Former Real Madrid manager Rafael Benitez has conceded that it’s “not easy” to work under the club’s president Florentino Perez.
Benitez was sacked earlier this season with the team struggling to keep pace with rivals Barcelona and Atletico Madrid in the La Liga title race.
On Wednesday night, the coach was a guest on BT Sport’s Champions League coverage and opened up on what it’s like to work at a club which has a flyaway approach to managers.
“He's [Perez] around, he's talking with players, he's talking with the press,” he said, per Chris Beesley of the Daily Mirror. “He's always around, it's not easy for a manager, especially coming from England, to see the chairman talking with players or talking with the press every single day.”
It's difficult to explain. You need to know exactly what happened in Real Madrid in the last years. You could see Camacho, Del Bosque, Pellegrini, Mourinho, Ancelotti [all hired and fired as Real boss]... so it's not easy to be there [sic] manager there.
You have to do everything perfect. As soon as something is wrong or the chairman thinks that it's wrong then you're used to having problems.
I think that we were quite good, as I said before. I think that we could do really well but they were a little bit nervous and the fans were a little bit nervous and the chairman was a little bit nervous then they change the manager.
There’s no denying managers have to live up to particularly high expectations at the Santiago Bernabeu. It’s something Benitez’s predecessor Carlo Ancelotti found out to his peril, as he was sacked just a season on from clinching the club’s much-coveted 10th European Cup.
In the capital there seems to be a constant strive for perfection, which has been compounded by the dominance of their great rivals Barcelona, who, after a stellar 2015 in which they won five trophies, seem set to sweep all before them once again in 2016.
That’s something Benitez also found to be an issue.
“The question is that Barcelona is there winning and that is difficult to manage for Real Madrid so they have to keep winning and if you do well still Barcelona could still be doing well,” he said per Tom Farmery of the MailOnline. “That is a big problem for Real Madrid.”
It’s also a big problem for their star player Cristiano Ronaldo, whose stunning goalscoring efforts are often in vain in pursuit of silverware. Benitez also opened up on the forward, insisting the team's talisman seemed content during his stint at the club.
“I think that he was quite happy with the way that we were training because we trained with the ball so for players, you have top-class players here,” he said of Ronaldo, per Farmery.
“They like, they enjoy training with the ball. He's a winner, he's very competitive, he wants to win, he wants to score goals so that is the positive side.”
Since Zinedine Zidane took over from Benitez, the Portuguese has been in much better form, getting back to scoring regularly in La Liga and netting the crucial opener against AS Roma in the Champions League on Wednesday.

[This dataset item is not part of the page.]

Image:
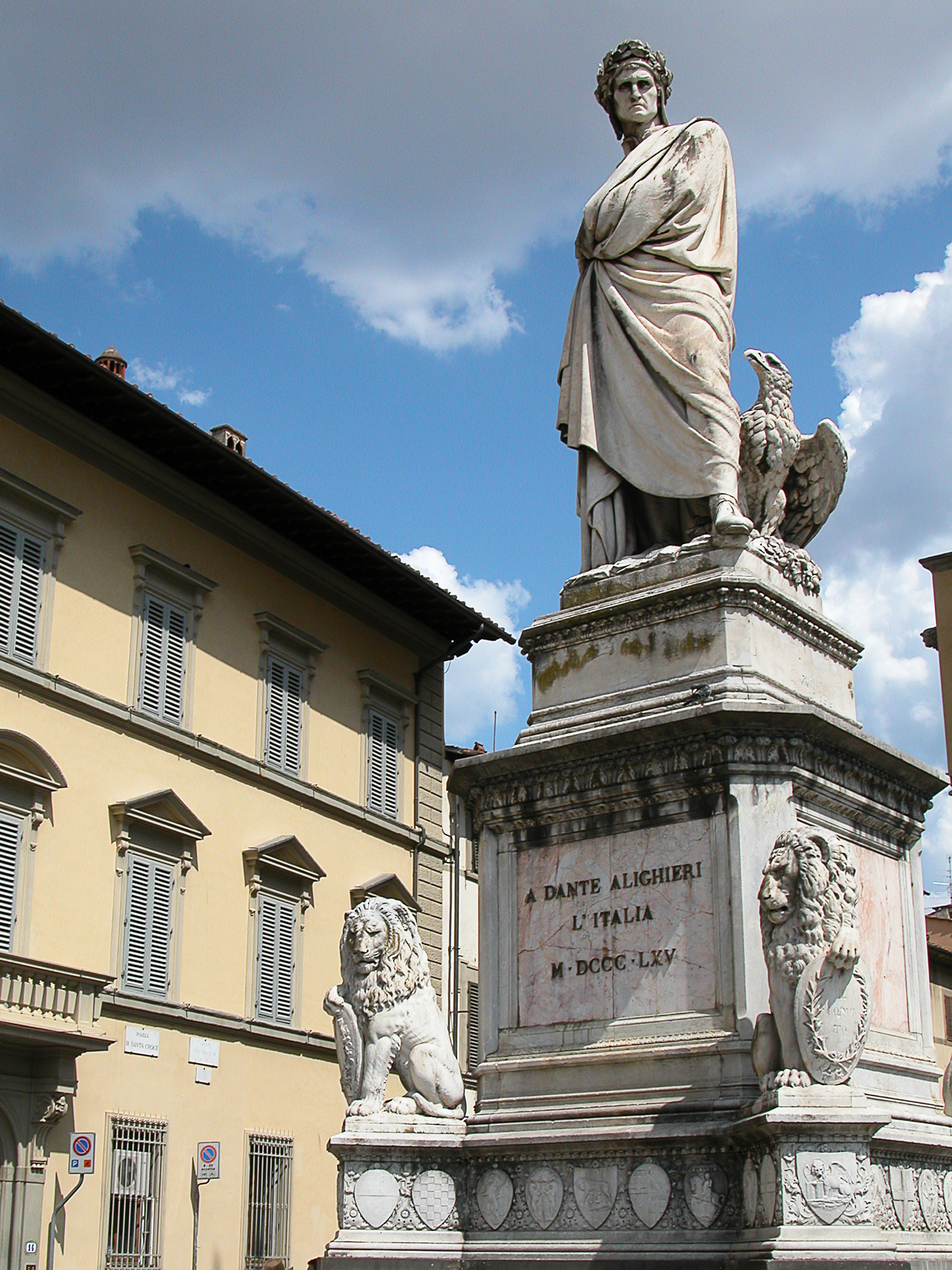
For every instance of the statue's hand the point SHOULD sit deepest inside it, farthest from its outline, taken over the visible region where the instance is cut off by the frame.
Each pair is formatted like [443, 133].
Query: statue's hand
[844, 951]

AS English thinks that this version of Real Madrid is a lot easier on the eye than the one put together by Benitez:
Zidane's Real Madrid are much more fun than Rafa's, this you-try-we-try approach is great to watch.. pic.twitter.com/wDsPdzjWQd— AS English (@English_AS) February 17, 2016
Stability is key to success from a team perspective, though, and Benitez hailed the consistency showed by Barcelona, something which is at odds with the approach of Los Blancos.
“Barcelona now has been in six cup finals in the last eight years,” Benitez said, per Beesley. “They’ve won more than double the trophies of Real Madrid in the time that the chairman is there, so I think it is because they are consistent and that is the key to win the league title.”
After his failure at the Santiago Bernabeu it’s going to be intriguing to see where Benitez ends up next. The former Liverpool manager hinted that he would be keen on a return to the Premier League, though, per BT Sport Football:
Sadly, Benitez’s stint in his dream job panned out just as many had anticipated. His hardline, pragmatic and tactical approach to the game always seemed to be at odds with the free-flowing, fast-paced football which is craved by Madridistas. Of course, more time may have yielded better results, but that’s not a luxury afforded to many at the Bernabeu.
His remarks on consistency are salient. After all, Barcelona have a model which they’ve meticulously adhered to for the best part of a decade, and while managers have come and gone, they’ve all referred to these mantras.
As long as Real continue to rip it up and start again, they’ll never enjoy similar spell of sustained success.